Conde Nast plans to launch yet another "shopping magazine" to accompany Lucky (for women) and Cargo (for men) called Domino (for blacks? for sugar freaks? for convicts?). That these magazines thrive is puzzling, especially when you consider the intense competition in that field from something much humbler and easier to produce, the catalog.

In certain ways, catalogs are the quintessential modern reading material, the medium for which we are prepared all our lives: It requires little attention; it encourages pleasant, projective, imaginative daydreams (while discouraging daydream-dousing critical thought); it pitches itself to our sense of individual importance and reinforces that; and it reinforces the positional-goods hierarchy that stabilizes our identities in a capitalist world. Its copy affords us the haughty tones with which to furnish our interior monologue when judging strangers and, in darker moments, ourselves. The degree to which we read nothing but catalogs is the degree to which we are cooperative, complacent and happy citizens. They are the "CNN of consumerism" (with apologies to Chuck D), the newspaper for ordinary citizens, whose general concerns with the world should ideally not extend beyond what new goods are on offer.

And as Cargo, et al, prove, there's no clear divide between catalogs and other forms of media; there wouldn't be much more than a broadsheet left if you removed all the service pages from the newspaper, and most commercial magazines minus their ad and service pages wouldn't amount to all that much.
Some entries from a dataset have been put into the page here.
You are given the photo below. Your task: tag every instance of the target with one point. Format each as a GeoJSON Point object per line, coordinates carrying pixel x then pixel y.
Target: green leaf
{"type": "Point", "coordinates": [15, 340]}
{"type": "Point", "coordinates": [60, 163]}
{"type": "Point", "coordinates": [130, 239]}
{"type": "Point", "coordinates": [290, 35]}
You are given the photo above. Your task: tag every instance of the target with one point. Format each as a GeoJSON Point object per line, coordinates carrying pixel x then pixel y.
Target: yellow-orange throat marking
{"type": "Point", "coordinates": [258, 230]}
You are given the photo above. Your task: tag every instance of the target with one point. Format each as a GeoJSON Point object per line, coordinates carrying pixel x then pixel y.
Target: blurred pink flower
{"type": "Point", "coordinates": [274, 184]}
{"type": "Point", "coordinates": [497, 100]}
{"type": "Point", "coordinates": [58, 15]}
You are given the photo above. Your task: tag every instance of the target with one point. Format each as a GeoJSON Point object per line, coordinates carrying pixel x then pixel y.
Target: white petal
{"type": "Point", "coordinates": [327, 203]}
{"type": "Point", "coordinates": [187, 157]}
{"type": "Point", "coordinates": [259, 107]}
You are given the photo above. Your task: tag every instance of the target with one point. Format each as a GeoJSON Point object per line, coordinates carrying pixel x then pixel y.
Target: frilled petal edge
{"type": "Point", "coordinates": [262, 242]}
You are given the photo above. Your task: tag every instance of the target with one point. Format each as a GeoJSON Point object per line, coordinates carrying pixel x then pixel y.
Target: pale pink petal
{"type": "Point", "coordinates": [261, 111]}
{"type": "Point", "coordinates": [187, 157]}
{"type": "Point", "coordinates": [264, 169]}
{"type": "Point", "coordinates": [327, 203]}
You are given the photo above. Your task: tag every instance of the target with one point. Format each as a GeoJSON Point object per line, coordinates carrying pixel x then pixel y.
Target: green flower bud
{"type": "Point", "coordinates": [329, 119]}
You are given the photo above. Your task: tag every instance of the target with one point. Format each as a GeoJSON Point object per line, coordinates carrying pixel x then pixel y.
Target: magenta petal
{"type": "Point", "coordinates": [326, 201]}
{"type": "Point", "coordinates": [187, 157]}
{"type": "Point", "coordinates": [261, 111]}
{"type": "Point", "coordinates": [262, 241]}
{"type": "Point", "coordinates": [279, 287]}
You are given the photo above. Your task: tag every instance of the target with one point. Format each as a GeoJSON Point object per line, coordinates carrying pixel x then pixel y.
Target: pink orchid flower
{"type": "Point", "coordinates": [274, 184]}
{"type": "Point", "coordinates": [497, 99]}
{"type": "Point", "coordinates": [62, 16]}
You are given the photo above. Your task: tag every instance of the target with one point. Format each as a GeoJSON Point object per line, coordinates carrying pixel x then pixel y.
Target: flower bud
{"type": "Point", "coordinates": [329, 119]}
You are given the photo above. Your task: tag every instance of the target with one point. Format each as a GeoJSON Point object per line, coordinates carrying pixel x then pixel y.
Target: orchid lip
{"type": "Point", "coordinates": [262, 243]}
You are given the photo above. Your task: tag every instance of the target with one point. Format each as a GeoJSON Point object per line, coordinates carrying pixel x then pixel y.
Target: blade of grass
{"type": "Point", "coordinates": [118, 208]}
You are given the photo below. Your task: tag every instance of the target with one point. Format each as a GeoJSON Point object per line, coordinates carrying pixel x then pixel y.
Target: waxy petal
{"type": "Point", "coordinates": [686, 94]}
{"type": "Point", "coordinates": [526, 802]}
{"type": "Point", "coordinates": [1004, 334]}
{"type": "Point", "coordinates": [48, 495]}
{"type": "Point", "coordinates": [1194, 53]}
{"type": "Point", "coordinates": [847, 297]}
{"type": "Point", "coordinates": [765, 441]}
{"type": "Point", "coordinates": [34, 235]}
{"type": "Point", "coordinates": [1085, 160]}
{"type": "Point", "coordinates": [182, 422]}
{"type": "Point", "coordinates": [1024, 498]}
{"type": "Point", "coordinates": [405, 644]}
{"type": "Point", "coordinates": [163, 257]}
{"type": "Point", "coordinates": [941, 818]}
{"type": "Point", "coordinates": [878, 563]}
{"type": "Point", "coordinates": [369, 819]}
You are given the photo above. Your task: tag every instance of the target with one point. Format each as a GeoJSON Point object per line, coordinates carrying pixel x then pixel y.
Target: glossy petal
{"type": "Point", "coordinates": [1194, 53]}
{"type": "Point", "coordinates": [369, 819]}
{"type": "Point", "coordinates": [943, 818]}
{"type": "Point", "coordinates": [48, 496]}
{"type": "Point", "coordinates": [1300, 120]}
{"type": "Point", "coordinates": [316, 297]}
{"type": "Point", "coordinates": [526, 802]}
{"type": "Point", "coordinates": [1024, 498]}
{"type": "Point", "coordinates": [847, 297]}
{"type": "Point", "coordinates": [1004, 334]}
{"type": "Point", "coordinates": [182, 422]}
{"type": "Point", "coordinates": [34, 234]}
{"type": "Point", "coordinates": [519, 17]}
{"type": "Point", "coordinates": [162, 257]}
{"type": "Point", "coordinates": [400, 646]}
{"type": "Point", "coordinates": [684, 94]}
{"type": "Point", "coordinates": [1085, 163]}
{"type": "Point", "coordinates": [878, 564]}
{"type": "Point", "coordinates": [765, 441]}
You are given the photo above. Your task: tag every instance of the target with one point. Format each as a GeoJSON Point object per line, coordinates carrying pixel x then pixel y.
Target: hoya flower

Thomas Frank has a whole jeremiad against tht Gannett newspaper group, whose "editorial content" seems to consist primarily of repurposed PR material, on the grounds that this sort of "optimism" is what readers want. And that's probably right. Catalog copy closes the world around you, it digs the hole for our ostrich heads.

As usual, this goes back to the beginnings of commercialized culture, the early 18th century. The commercial novel was often a miscellany, read like a shopping catalog by bourgeois in the market for new emotional experiences. This reading remains linear, but consists of skimming, searching for peaks and valleys tied to a narrative predictable enough to not require careful or sustained attention. Identification is not single, to a specific hero or heroine, but instead multiple choices are offered for a variety of potential pleasures, many of which are contradictory. The audience must have been able to ignore the heterogenous methods without having their ability to identify with the characters necessary for the emotional experience their reading experience engendered on any given occasion. A sustained identification was not yet necessary for a plentiful yield of satisfactory emotional tittilation. Readers could partake of vicarious pleasure in unrelated moments through characters diametrically opposed. Sometimes, too, readers must have identified with the storyteller as well as with the characters within the story, for the peculiar pleasure that comes from being the presumably unimplicated observer.